牛丼それは男の欲望を満たす食物/新橋「なんどき屋」

牛丼それは男の欲望を満たす食物/新橋「なんどき屋」

新橋「なんどき屋」の牛めし

俺の中で、宇宙一美味い食い物「牛丼」

初めて牛丼を知ったのは5歳の頃。

兄が読んでいた漫画「キン肉マン」の1巻に載っていた。

何の気なしに漫画を開くと其処には、第一話からガツガツ牛丼を食べるキン肉マン。

第三話では、牛丼ひとすじ八十年♪とキン肉マンが当時のCMソングを歌い、

第4話では、着物を着た女性が「ここは吉野家 味の吉野家」と演説をする当時のCMのパロディが書かれていた。
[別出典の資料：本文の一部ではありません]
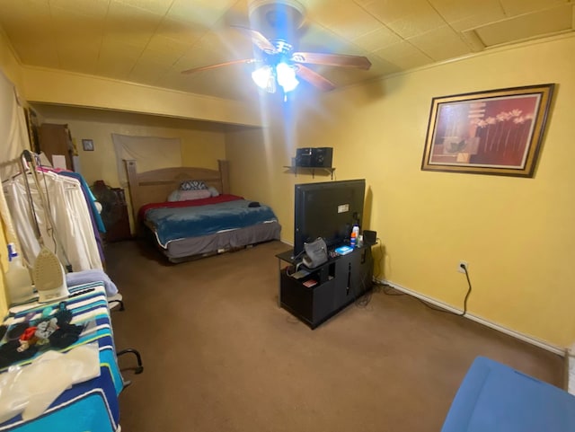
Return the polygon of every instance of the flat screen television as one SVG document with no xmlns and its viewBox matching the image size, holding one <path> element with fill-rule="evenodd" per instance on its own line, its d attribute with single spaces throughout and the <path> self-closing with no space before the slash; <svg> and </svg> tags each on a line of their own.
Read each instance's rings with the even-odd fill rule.
<svg viewBox="0 0 575 432">
<path fill-rule="evenodd" d="M 353 225 L 361 226 L 365 193 L 365 179 L 296 184 L 294 256 L 317 237 L 328 248 L 349 241 Z"/>
</svg>

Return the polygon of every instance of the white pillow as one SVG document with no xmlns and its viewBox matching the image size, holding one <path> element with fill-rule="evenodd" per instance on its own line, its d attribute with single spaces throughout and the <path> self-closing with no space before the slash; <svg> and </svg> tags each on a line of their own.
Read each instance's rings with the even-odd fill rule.
<svg viewBox="0 0 575 432">
<path fill-rule="evenodd" d="M 213 186 L 209 186 L 208 188 L 208 190 L 209 190 L 209 194 L 212 197 L 218 197 L 219 196 L 219 192 L 217 191 L 217 190 L 216 188 L 214 188 Z"/>
<path fill-rule="evenodd" d="M 180 198 L 178 201 L 190 201 L 191 199 L 201 199 L 209 198 L 211 194 L 207 189 L 199 189 L 195 190 L 180 190 Z"/>
</svg>

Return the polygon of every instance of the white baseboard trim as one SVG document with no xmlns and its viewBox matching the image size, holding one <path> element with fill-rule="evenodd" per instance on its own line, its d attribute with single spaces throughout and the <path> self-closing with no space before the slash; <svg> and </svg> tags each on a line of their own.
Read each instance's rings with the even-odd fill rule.
<svg viewBox="0 0 575 432">
<path fill-rule="evenodd" d="M 417 293 L 415 291 L 412 291 L 409 288 L 406 288 L 404 287 L 402 287 L 400 285 L 394 284 L 389 280 L 385 280 L 385 279 L 376 279 L 376 282 L 380 283 L 380 284 L 385 284 L 385 285 L 389 285 L 390 287 L 397 289 L 398 291 L 402 291 L 402 293 L 405 293 L 409 295 L 411 295 L 413 297 L 417 297 L 426 303 L 429 303 L 430 304 L 433 304 L 434 306 L 438 306 L 440 307 L 441 309 L 445 309 L 447 311 L 450 311 L 456 313 L 461 313 L 463 311 L 460 309 L 456 309 L 453 306 L 450 306 L 447 304 L 445 304 L 443 302 L 440 302 L 438 300 L 436 300 L 435 298 L 431 298 L 431 297 L 428 297 L 427 295 L 423 295 L 420 293 Z M 518 339 L 519 340 L 523 340 L 524 342 L 527 342 L 530 343 L 531 345 L 535 345 L 535 347 L 539 347 L 541 348 L 546 349 L 547 351 L 551 351 L 554 354 L 558 354 L 562 357 L 565 356 L 566 353 L 566 349 L 565 348 L 560 348 L 560 347 L 556 347 L 554 345 L 551 345 L 547 342 L 544 342 L 543 340 L 539 340 L 538 339 L 533 338 L 531 336 L 527 336 L 526 334 L 523 333 L 519 333 L 518 331 L 516 331 L 514 330 L 511 329 L 508 329 L 507 327 L 503 327 L 502 325 L 497 324 L 496 322 L 492 322 L 491 321 L 488 321 L 484 318 L 482 318 L 481 316 L 477 316 L 477 315 L 473 315 L 473 313 L 465 313 L 464 315 L 464 318 L 467 318 L 469 320 L 474 321 L 475 322 L 479 322 L 480 324 L 483 324 L 484 326 L 490 327 L 491 329 L 494 329 L 498 331 L 500 331 L 501 333 L 505 333 L 508 334 L 509 336 L 512 336 L 516 339 Z"/>
</svg>

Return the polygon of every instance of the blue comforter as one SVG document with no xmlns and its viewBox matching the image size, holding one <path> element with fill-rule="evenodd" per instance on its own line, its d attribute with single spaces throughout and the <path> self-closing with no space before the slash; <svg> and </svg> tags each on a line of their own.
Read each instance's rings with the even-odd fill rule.
<svg viewBox="0 0 575 432">
<path fill-rule="evenodd" d="M 153 224 L 158 241 L 164 247 L 172 240 L 278 220 L 270 207 L 263 204 L 248 207 L 251 202 L 237 199 L 199 207 L 152 208 L 146 212 L 146 220 Z"/>
</svg>

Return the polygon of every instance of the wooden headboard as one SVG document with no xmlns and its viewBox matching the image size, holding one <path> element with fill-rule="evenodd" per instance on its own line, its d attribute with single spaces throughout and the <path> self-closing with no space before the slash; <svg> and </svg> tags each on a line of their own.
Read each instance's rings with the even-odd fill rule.
<svg viewBox="0 0 575 432">
<path fill-rule="evenodd" d="M 218 170 L 181 166 L 137 172 L 136 161 L 125 160 L 134 220 L 137 211 L 152 202 L 164 202 L 185 180 L 198 180 L 215 187 L 220 193 L 230 193 L 227 161 L 218 160 Z"/>
</svg>

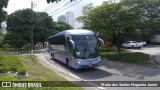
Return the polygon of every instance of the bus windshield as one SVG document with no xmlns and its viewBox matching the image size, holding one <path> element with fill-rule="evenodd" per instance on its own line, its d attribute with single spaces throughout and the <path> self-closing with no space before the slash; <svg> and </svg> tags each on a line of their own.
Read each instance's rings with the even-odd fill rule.
<svg viewBox="0 0 160 90">
<path fill-rule="evenodd" d="M 73 35 L 76 45 L 76 58 L 92 59 L 99 56 L 97 39 L 94 35 Z"/>
</svg>

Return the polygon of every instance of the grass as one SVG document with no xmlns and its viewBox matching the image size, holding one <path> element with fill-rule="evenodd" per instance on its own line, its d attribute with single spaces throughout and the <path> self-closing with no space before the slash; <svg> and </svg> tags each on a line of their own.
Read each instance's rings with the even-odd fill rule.
<svg viewBox="0 0 160 90">
<path fill-rule="evenodd" d="M 140 52 L 128 52 L 122 49 L 121 54 L 117 54 L 117 50 L 115 48 L 105 48 L 101 50 L 101 57 L 111 61 L 121 61 L 127 63 L 134 64 L 147 64 L 150 60 L 148 54 L 140 53 Z"/>
<path fill-rule="evenodd" d="M 21 63 L 21 67 L 26 70 L 29 76 L 25 78 L 15 78 L 14 77 L 15 72 L 10 74 L 1 74 L 0 81 L 66 81 L 66 79 L 64 79 L 63 77 L 60 77 L 59 75 L 53 73 L 52 71 L 44 68 L 41 64 L 39 64 L 35 56 L 33 60 L 31 60 L 29 56 L 26 56 L 26 55 L 19 55 L 19 56 L 9 55 L 9 57 L 10 58 L 12 57 L 11 59 L 14 62 L 16 62 L 17 60 L 18 61 L 17 63 Z M 1 60 L 3 60 L 4 58 L 6 58 L 6 56 L 1 55 Z M 17 64 L 15 63 L 15 65 Z M 0 90 L 1 89 L 3 90 L 82 90 L 81 87 L 0 88 Z"/>
</svg>

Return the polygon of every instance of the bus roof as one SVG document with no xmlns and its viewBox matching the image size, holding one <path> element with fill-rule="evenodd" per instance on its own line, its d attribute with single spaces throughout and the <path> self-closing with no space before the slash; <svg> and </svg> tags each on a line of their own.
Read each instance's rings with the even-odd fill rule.
<svg viewBox="0 0 160 90">
<path fill-rule="evenodd" d="M 65 30 L 65 31 L 59 32 L 57 34 L 50 36 L 49 38 L 57 37 L 61 35 L 94 35 L 94 32 L 86 29 L 72 29 L 72 30 Z"/>
</svg>

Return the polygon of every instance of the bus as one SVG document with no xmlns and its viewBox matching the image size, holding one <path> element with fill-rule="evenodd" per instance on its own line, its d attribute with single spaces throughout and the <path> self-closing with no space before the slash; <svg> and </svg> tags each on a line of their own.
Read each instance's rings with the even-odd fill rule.
<svg viewBox="0 0 160 90">
<path fill-rule="evenodd" d="M 90 30 L 65 30 L 48 38 L 48 52 L 52 60 L 58 60 L 74 69 L 94 68 L 101 64 L 99 43 L 104 41 L 96 38 Z"/>
</svg>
(アニメでは、スポンサーの関係からか牛丼ひとすじ300年に変っている)

そのあまりにも美味そうな描写に、俺の胃は刺激された。

牛丼ってなんだ!吉野家って何なんだ!!

すぐさまお父様に、おねだりをして食べに行った。

その時の事は、今も鮮明に覚えている。

初めて食べた牛丼。

その美味さに俺は、まるで天にもでも昇る気持ちだった。

それからの俺は、牛丼で育ったといっても良いだろう。

思春期の頃は週7で食べていた。

牛丼それは俺にとって…

ソールフード。

おふくろの味。

欲望を満たす食物…浪漫…夢…

新橋「なんどき屋」の牛めし

あれは先日、新橋を散策していた時の事だった。

突如感じた牛丼の匂い…

辺りを見渡すが、牛丼屋らしき店は無い…

あったのは24時間の居酒屋。

しかし俺の牛丼レーダーはビンビンに反応している。

自分の嗅覚を信じ店内に入ってみる事に。

新橋「なんどき屋」の牛めし

店内は完全に居酒屋…

昼から飲んだくれるプロ呑兵衛達…こりゃ牛丼は無さそうだな…

やっちまった…俺はただ牛丼が食いたいだけだ…酒はいらね…

どーする…店員の突き刺さる視線…このまま店を出るってわけにはいかなそうだな…

新橋「なんどき屋」の牛めし

一杯飲んで店を出るか…落胆の色を隠し席に着いた。

メニューに目を通す。

すると何と其処には「牛めし」の文字が!

胸のざわつきが押し寄せてくる。

新橋、24時間、居酒屋の牛飯…なんてそそるシュチュエーションなんだ。

絶対にうまいはずだ。

俺は力強く牛丼を注文した。

牛丼 新橋「なんどき屋」

牛丼を注文した俺は、緊張感から解放され店内に視線をやる余裕が出てきた。

厨房を覗くと其処には美味そうな牛丼のタレに肉などの具材が煮込まれているではないか。

こりゃ本格的だな…

期待で胸が高鳴る。

牛丼 新橋「なんどき屋」

ほどなくして牛丼が提供される。

本格派。

こりゃ何て美味そうな牛丼なんだ…

ゴリゴリの濃いタレで黒々と煮込まれ、こんにゃくの入っている昔ながらのスタイル。

牛丼 新橋「なんどき屋」

早く食べたいと逸る気持ち抑え、生卵をかき混ぜ牛丼にかける。

七味を振りかけたら準備完了だ。

いざ実食!!

味は、見た目ほど濃く無く丁度いい。

そして吉野家でも、松屋でも、すき家でもないタレの味わい。

玉葱のほのかな甘み。

清澄で豊潤な肉のうまみ。

こんにゃくの柔らかい弾力で押し出される歯ごたえ。

美味い…

なんて美味いんだ。

一気に牛丼を完食する。

全身から発した牛丼へ対する欲求が満たされていく。

幸せだな…

俺は、口の中の牛丼の余韻を味噌汁で一気に胃へと流し込み会計を済ませた。